Como los investigadores obtuvieron el mismo efecto con minerales diferentes a las arcillas, propusieron reemplazar ‘olor arcilloso’ por un nombre más inclusivo: petricor –por petra (‘piedra’, en griego, e ‘icor’, que significa ‘esencia tenue’. ‘Icor’ es también, en la Ilíada de Homero, la sangre de los dioses. Hoy empleamos petricor para referirnos al olor de la lluvia en general, pero lo que los investigadores inicialmente nombraron fue el aceite oloroso de las rocas.

Mi madre asociaba el petricor de la primera lluvia de la temporada con el olor de la mugre que intuía acumulada durante los meses cálidos (y liberada por la lluvia) en el concreto de las calles, en el cemento de las paredes, en el zinc de los techos del barrio.

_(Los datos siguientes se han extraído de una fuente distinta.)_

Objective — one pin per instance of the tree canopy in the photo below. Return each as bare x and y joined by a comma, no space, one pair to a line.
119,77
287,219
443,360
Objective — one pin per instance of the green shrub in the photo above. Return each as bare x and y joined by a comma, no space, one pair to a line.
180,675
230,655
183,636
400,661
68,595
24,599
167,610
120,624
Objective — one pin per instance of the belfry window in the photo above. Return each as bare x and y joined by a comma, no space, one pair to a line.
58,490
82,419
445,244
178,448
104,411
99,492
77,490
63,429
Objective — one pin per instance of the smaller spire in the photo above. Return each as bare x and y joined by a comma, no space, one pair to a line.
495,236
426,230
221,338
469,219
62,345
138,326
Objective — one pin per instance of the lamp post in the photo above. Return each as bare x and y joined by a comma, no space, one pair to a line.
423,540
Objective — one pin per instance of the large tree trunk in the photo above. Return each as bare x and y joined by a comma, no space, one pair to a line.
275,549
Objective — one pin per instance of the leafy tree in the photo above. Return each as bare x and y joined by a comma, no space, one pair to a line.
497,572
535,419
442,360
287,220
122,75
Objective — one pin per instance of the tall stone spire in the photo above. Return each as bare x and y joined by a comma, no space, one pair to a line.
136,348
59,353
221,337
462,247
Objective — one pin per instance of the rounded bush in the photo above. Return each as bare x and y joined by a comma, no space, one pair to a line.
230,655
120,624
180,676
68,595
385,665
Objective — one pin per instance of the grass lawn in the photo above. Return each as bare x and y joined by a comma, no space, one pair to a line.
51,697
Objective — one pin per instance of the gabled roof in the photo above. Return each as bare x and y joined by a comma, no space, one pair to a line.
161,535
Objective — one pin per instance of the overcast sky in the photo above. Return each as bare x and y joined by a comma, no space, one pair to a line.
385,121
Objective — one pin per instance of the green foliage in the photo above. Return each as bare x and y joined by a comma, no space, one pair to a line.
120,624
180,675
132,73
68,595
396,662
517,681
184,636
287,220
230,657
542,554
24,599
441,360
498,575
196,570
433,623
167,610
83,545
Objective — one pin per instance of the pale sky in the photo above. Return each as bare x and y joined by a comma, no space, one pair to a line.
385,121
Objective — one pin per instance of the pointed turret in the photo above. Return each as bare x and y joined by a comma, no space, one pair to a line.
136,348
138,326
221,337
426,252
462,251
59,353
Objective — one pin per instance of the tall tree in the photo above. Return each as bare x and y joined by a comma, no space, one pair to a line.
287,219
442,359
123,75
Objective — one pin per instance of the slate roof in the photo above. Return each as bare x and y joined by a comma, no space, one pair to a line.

Es un olor a arena de ciudad, no de playa, me asegura, con un toque de humedad, como el de la ropa que se lavó, se tendió, pero no se secó apropiadamente. A eso, según mi madre, huele la sangre de los dioses. Por eso me prevenía sobre los peligros de bañarme y jugar en la primera lluvia del invierno. Después de todo, la mejor moraleja de la mitología griega es que no es conveniente inmiscuirse en asuntos divinos.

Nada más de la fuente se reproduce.